Monday, October 7, 2013

Please Don't Be Happy

I was just thinking about how there's this phrase out there that is "you choose to be happy."

As much as I'd like to believe that to be true, I'm sorry, but sometimes you just have days that are crap and you can't just "be happy". Some days your mind is worn, your heart is tired, your head won't turn off for even a moment; You feel broken, you feel worthless, helpless. You feel like you're not enough. You're frustrated in finding purpose, you wish you could fix how you feel, you wish you could get out of your rut and feel okay again.

I think society has this pretty unrealistic expectation to obtain a perfect life...whatever a "perfect life" means according to you. I feel like we put that expectation upon ourselves, too, thinking that once we reach that complete contentment, we've succeeded. Kind of like: no matter your situation, your circumstance, the chaos that's going on in your life, or just the way you feel, you have no excuse to feel bad. Just suck it up and deal.

My friend, I can't do that. I cannot just "suck up to the struggles" and keep going on with life. And I don't think any of us should be held, or hold ourselves to that standard.

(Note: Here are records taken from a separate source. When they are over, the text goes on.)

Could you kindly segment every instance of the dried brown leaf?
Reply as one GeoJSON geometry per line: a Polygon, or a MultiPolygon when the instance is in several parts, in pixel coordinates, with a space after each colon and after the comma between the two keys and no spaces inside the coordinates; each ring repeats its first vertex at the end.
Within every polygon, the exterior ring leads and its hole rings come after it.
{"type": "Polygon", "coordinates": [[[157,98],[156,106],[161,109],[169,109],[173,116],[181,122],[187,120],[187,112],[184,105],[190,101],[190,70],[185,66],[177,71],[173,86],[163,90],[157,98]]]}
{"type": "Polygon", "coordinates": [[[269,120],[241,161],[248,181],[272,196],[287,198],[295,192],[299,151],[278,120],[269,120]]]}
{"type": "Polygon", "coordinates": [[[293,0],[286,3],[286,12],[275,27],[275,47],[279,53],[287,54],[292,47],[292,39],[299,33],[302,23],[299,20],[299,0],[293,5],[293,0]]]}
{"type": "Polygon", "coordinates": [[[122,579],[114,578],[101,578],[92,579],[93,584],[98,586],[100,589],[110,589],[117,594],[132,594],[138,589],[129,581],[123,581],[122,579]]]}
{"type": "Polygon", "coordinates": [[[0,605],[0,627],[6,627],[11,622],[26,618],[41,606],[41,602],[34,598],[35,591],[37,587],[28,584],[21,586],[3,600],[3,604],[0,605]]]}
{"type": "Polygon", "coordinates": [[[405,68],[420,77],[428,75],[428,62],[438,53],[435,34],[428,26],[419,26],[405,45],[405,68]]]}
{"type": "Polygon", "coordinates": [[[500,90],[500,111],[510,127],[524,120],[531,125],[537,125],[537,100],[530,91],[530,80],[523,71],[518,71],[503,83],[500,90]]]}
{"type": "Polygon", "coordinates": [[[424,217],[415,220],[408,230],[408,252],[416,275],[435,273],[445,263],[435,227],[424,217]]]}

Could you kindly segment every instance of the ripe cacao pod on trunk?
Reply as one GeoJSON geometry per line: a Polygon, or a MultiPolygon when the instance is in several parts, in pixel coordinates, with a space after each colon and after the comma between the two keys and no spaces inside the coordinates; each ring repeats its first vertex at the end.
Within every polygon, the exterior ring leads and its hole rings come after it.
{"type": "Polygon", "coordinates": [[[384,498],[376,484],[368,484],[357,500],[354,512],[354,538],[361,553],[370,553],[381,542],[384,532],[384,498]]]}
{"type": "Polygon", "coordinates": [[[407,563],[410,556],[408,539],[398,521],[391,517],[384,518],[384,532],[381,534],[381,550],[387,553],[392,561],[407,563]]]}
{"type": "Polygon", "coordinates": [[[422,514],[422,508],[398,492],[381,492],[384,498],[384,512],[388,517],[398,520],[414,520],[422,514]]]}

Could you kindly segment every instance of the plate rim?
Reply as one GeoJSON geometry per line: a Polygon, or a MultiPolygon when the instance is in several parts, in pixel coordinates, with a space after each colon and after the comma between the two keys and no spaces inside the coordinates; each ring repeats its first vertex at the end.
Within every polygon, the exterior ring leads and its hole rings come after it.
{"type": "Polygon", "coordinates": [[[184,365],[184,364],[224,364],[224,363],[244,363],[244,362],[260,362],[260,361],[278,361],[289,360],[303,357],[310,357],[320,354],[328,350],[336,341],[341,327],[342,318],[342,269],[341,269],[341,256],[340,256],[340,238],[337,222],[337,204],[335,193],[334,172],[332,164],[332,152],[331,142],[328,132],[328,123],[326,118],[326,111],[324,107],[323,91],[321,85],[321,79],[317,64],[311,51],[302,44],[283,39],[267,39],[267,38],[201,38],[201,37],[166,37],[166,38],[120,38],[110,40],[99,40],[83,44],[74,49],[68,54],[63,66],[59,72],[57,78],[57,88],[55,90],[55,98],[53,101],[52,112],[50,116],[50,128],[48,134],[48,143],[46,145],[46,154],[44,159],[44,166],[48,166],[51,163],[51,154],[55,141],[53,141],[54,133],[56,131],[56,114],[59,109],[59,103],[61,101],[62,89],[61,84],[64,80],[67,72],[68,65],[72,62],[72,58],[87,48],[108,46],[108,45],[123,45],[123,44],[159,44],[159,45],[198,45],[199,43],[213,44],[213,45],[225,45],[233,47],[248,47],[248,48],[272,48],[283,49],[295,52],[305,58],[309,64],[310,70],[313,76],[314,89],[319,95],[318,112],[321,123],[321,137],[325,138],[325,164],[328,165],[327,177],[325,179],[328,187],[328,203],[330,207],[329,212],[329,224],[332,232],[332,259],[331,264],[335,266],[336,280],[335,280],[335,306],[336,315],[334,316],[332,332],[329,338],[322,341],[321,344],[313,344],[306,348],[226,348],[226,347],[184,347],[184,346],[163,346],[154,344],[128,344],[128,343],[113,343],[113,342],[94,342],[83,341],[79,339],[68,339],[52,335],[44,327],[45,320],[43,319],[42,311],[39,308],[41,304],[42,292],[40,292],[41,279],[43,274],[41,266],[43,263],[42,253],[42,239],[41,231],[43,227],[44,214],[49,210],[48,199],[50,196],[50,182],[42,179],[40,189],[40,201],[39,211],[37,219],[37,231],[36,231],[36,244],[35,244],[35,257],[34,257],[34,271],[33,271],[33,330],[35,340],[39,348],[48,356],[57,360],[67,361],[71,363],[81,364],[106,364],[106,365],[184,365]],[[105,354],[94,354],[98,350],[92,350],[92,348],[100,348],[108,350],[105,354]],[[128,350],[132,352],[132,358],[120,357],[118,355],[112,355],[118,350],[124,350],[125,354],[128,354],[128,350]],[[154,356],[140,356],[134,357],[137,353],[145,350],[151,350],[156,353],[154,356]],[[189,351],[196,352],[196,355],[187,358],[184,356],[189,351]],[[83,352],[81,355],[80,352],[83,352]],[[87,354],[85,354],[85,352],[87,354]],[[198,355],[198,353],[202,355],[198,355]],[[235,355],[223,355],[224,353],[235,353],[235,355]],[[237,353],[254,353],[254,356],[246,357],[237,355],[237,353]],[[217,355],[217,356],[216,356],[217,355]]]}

When you feel a certain way, feel. Lonely, stressed, frustrated, discouraged, selfish, guilty, anxious, jealous, overwhelmed, drained, sad. Feel it. Shoving it away only makes it all build up slowly over time and then explode. I'm learning that that feels even worse.

It's scary though. There's good courage in feeling. As humans, vulnerability is what we crave, but it's a word that we hear of and cringe. All we want is to be loved, accepted, and have real relationships with people. When we feel, we open ourselves up as an easy target for others to judge and harm our hearts. So instead we are closed inside our own little lives, building walls against all that tries to penetrate. But as we build our walls, the ones that we love and those that love us can't get in, and God surely cannot heal all the wounds that we've tried to mend by ourselves all this time. As we "suck up and deal", we build another wall that isolates our hurt, because we don't want anyone else to see that we're hurting. I'm learning that God works best when we hurt. He intercedes in ways that continue to blow my mind. I don't know all the answers to why God allows us to hurt, but I know that in the end, He brings all glory back to Himself through suffering.

While life continues, I hope we can be joyful while we hurt. And joyfulness is different from happiness. Joy does not depend on a smile, but joy can be sorrow in the midst of struggle and still praising God for who He says He is. Not only is it good to feel the brokenness, but feeling the good in life only reassures that God is taking care of us, you know? Rejoicing in the new day, laughing till we're silent and doubled over, eating good food, being in community, doing what we love, thankfulness, or enthusiasm. Feel it.

And let's please not be so hard on ourselves. God's grace exceeds how far we've drifted and how fast we've run away. He just wants us to trust that He is working through whatever we face, even though we may not see it...that's easier said than done, but He'll reveal Himself in His perfect timing right when we step off into the abyss.